LinuxLists.cc - perf: rdpmc bug when viewing all procs on remote cpu

2019-01-10 17:37:27

Subject: perf: rdpmc bug when viewing all procs on remote cpu

Hello

I think this is a bug turned up by PAPI. I've been trying to track down
where this happens in the perf_event code myself, but it might be faster
to just report it.

If you create a per-process attached to CPU event:
perf_event_open(attr, 0, X, -1, 0);
the mmap event index is set to "0" (not available) on all cores but the
current one so the rdpmc read code can properly fall back to read().
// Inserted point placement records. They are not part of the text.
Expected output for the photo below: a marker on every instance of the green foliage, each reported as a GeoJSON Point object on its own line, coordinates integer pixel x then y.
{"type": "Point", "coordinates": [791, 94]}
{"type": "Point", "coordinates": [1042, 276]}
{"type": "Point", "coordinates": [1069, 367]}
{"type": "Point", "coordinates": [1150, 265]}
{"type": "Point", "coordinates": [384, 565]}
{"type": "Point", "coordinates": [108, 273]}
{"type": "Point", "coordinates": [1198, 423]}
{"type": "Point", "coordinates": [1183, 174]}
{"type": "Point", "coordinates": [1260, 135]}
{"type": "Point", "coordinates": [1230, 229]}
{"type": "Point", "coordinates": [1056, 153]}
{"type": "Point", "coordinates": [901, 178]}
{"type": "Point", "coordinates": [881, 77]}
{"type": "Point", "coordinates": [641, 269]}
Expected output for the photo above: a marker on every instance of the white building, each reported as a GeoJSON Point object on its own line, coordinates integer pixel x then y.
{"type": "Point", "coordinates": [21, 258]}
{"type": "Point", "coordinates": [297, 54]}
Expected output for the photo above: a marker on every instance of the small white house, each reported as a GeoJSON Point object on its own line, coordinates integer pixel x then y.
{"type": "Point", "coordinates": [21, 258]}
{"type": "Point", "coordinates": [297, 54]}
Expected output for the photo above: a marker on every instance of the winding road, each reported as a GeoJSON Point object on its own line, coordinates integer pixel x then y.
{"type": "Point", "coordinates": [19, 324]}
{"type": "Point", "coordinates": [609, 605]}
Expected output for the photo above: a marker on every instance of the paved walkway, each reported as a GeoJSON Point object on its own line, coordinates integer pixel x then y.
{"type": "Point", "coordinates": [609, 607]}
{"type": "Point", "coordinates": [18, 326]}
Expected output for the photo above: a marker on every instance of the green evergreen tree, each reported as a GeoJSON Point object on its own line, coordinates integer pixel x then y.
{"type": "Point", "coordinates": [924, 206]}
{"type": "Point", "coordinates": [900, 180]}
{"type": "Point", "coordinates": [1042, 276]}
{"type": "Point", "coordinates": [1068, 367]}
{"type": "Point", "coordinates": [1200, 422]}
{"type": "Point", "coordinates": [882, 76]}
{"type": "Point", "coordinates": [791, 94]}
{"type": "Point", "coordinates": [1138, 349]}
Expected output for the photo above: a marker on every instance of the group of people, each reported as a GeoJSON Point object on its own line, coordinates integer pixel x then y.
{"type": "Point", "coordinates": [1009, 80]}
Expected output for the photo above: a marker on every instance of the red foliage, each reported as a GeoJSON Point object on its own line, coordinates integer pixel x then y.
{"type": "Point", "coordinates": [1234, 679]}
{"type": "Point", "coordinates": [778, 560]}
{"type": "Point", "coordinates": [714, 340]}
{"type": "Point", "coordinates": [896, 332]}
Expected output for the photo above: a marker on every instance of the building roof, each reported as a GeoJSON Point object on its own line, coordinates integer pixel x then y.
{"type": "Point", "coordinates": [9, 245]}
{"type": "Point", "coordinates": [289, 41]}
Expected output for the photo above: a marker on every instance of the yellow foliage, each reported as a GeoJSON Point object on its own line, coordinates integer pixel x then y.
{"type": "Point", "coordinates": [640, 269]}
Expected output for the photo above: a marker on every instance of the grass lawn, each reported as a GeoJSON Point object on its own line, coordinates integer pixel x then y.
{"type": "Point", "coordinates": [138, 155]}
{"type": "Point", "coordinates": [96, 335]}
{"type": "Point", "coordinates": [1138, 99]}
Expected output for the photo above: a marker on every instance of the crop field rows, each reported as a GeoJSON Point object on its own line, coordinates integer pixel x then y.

However if you create an all-process attached to CPU event:
perf_event_open(attr, -1, X, -1, 0);
the mmap event index is set as if this were a valid event and so the rdpmc
succeeds even though it shouldn't (we're trying to read an event value
on a remote cpu with a local rdpmc).

so I think somehow in the perf_event_open pid=-1 case rdpmc is not getting
blocked properly...

Vince

2019-01-10 20:13:32

by Vince Weaver

[permalink] [raw]

Subject: Re: perf: rdpmc bug when viewing all procs on remote cpu

On Thu, 10 Jan 2019, Vince Weaver wrote:

> However if you create an all-process attached to CPU event:
> perf_event_open(attr, -1, X, -1, 0);
> the mmap event index is set as if this were a valid event and so the rdpmc
> succeeds even though it shouldn't (we're trying to read an event value
> on a remote cpu with a local rdpmc).

For a test case, try the
tests/rdpmc/rdpmc_attach_other_cpu
test found in my perf_event_tests suite
git clone https://github.com/deater/perf_event_tests

I can trigger it with current git on an intel machine, but not on an AMD
machine. Possibly because it is defaulting to one of the fixed counter
slots?

Vince

2019-01-10 21:15:09

by Vince Weaver

[permalink] [raw]

Subject: Re: perf: rdpmc bug when viewing all procs on remote cpu

On Thu, 10 Jan 2019, Vince Weaver wrote:

> On Thu, 10 Jan 2019, Vince Weaver wrote:
>
> > However if you create an all-process attached to CPU event:
> > perf_event_open(attr, -1, X, -1, 0);
> > the mmap event index is set as if this were a valid event and so the rdpmc
> > succeeds even though it shouldn't (we're trying to read an event value
> > on a remote cpu with a local rdpmc).
>
> For a test case, try the
> tests/rdpmc/rdpmc_attach_other_cpu
> test found in my perf_event_tests suite
> git clone https://github.com/deater/perf_event_tests

and that was a cut-and-paste error, I meant
tests/rdpmc/rdpmc_attach_global_cpu
and I was wrong, it does affect AMD machines too.

Vince

2019-01-11 21:54:56

by Vince Weaver

[permalink] [raw]

Subject: Re: perf: rdpmc bug when viewing all procs on remote cpu

On Thu, 10 Jan 2019, Vince Weaver wrote:

> On Thu, 10 Jan 2019, Vince Weaver wrote:
>
> > On Thu, 10 Jan 2019, Vince Weaver wrote:
> >
> > > However if you create an all-process attached to CPU event:
> > > perf_event_open(attr, -1, X, -1, 0);
> > > the mmap event index is set as if this were a valid event and so the rdpmc
> > > succeeds even though it shouldn't (we're trying to read an event value
> > > on a remote cpu with a local rdpmc).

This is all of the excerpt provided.